En hommage à Jean-Christophe Victor, ethnologue et géopoliticien français, grand vulgarisateur, fondateur du Lépac et créateur de l’émission « Le Dessous des Cartes » (Arte). Avant de nous quitter en décembre 2016, une de ses dernières émissions[1] a été consacrée à la crise yéménite.

 

Dans le prolongement des printemps arabes, le «printemps yéménite» s’est soldé dès 2011 par le départ d’Ali Abdallah Saleh, qui dirigeait le pays depuis plus de 30 ans. La transition politique a ensuite été interrompue par le soulèvement populaire houthiste[2] en 2014, entraînant à nouveau le Yémen dans une guerre civile, devenue conflit régional avec l’intervention d’une coalition de pays arabes conduite par l’Arabie Saoudite en mars 2015[3]. Les ressorts de ce conflit, qui a pris une ampleur régionale, résultent de l’histoire et de la géographie particulières du Yémen.
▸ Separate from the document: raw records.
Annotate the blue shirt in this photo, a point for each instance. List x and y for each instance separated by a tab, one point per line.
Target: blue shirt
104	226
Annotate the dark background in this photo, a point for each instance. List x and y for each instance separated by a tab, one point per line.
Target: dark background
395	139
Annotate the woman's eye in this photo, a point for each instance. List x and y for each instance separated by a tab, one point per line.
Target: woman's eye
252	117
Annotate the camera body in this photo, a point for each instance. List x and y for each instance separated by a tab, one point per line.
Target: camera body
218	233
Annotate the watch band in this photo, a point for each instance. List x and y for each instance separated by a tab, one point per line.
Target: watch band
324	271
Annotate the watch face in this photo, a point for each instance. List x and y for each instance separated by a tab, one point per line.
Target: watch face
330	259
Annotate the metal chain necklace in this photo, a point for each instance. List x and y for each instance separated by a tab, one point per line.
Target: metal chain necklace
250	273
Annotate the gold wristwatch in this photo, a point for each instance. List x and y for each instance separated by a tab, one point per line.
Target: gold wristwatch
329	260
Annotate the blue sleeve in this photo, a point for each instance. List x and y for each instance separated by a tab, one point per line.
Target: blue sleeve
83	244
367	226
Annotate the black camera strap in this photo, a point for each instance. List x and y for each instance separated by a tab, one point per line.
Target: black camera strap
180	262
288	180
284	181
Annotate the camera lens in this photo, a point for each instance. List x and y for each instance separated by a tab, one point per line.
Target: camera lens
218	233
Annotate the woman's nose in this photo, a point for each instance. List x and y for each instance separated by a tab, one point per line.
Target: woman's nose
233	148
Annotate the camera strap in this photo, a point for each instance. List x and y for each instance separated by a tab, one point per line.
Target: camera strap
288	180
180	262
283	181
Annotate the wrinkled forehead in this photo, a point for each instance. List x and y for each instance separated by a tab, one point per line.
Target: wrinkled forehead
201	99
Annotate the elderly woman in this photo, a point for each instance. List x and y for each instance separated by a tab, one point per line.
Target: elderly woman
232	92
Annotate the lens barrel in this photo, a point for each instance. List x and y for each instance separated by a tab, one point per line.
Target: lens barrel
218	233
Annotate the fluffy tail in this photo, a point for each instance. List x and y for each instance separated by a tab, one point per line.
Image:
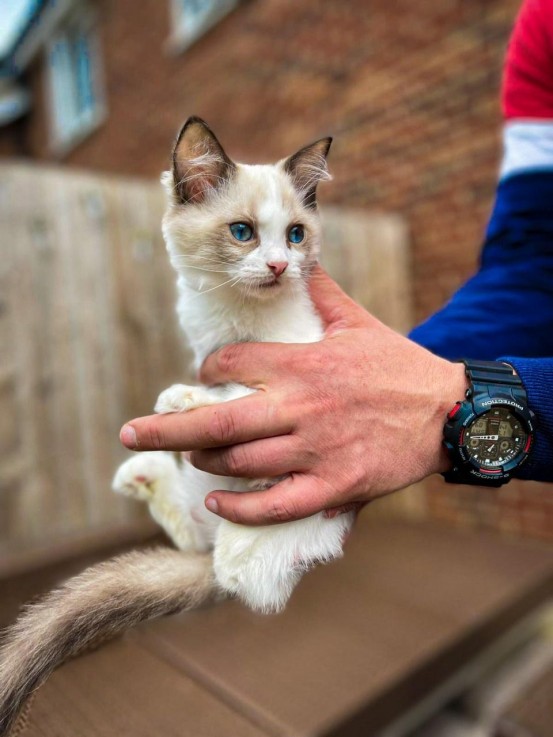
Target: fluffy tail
99	603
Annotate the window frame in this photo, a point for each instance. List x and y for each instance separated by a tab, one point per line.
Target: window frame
63	138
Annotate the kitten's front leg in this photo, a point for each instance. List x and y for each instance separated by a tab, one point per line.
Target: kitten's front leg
182	397
262	565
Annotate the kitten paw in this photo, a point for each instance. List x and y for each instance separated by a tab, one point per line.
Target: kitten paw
181	398
140	476
262	565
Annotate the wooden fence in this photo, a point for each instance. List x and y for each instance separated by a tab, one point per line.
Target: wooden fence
88	337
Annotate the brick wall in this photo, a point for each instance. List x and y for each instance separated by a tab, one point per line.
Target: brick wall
408	89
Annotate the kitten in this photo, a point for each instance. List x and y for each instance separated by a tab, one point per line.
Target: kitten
243	240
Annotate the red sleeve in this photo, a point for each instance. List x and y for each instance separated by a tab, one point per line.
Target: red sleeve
527	90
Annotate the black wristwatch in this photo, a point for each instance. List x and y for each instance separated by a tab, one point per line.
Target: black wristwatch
490	434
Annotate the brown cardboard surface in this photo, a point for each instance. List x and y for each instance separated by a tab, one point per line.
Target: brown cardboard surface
361	640
122	690
365	637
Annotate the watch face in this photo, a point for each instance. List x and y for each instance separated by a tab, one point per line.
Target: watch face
495	438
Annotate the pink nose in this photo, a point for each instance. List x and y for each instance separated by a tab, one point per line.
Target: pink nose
278	267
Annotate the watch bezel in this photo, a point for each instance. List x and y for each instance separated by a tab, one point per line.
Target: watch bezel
467	413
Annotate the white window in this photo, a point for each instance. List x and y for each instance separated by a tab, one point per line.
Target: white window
192	18
76	102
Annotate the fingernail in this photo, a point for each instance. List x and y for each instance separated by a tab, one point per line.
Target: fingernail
211	504
128	437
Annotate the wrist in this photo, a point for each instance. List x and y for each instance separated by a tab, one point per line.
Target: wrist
451	389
Le conflit yéménite est contemporain du conflit syrien, ce qui explique l’intérêt qu’ont de nombreux observateurs à en comparer les facteurs et les issues possibles. Le Yémen se démarque pourtant par sa position stratégique exceptionnelle et sa démographie atypique, qui en font autant un élément de stabilité régionale qu’une possible zone grise[4]. Tardivement réunifié[5], il semble que les problèmes de gouvernance aient eu raison de la stabilité du pays, confirmant le poids des tribus locales et validant les arguments des sécessionnistes du Sud. La complexité du conflit yéménite est aujourd’hui parachevée par une ingérence étrangère marquée, le Yémen partageant une frontière assez poreuse avec l’Arabie Saoudite qui redoute le débordement de cette crise et ses conséquences en termes de politique intérieure.

 

Une annexe du conflit syrien ?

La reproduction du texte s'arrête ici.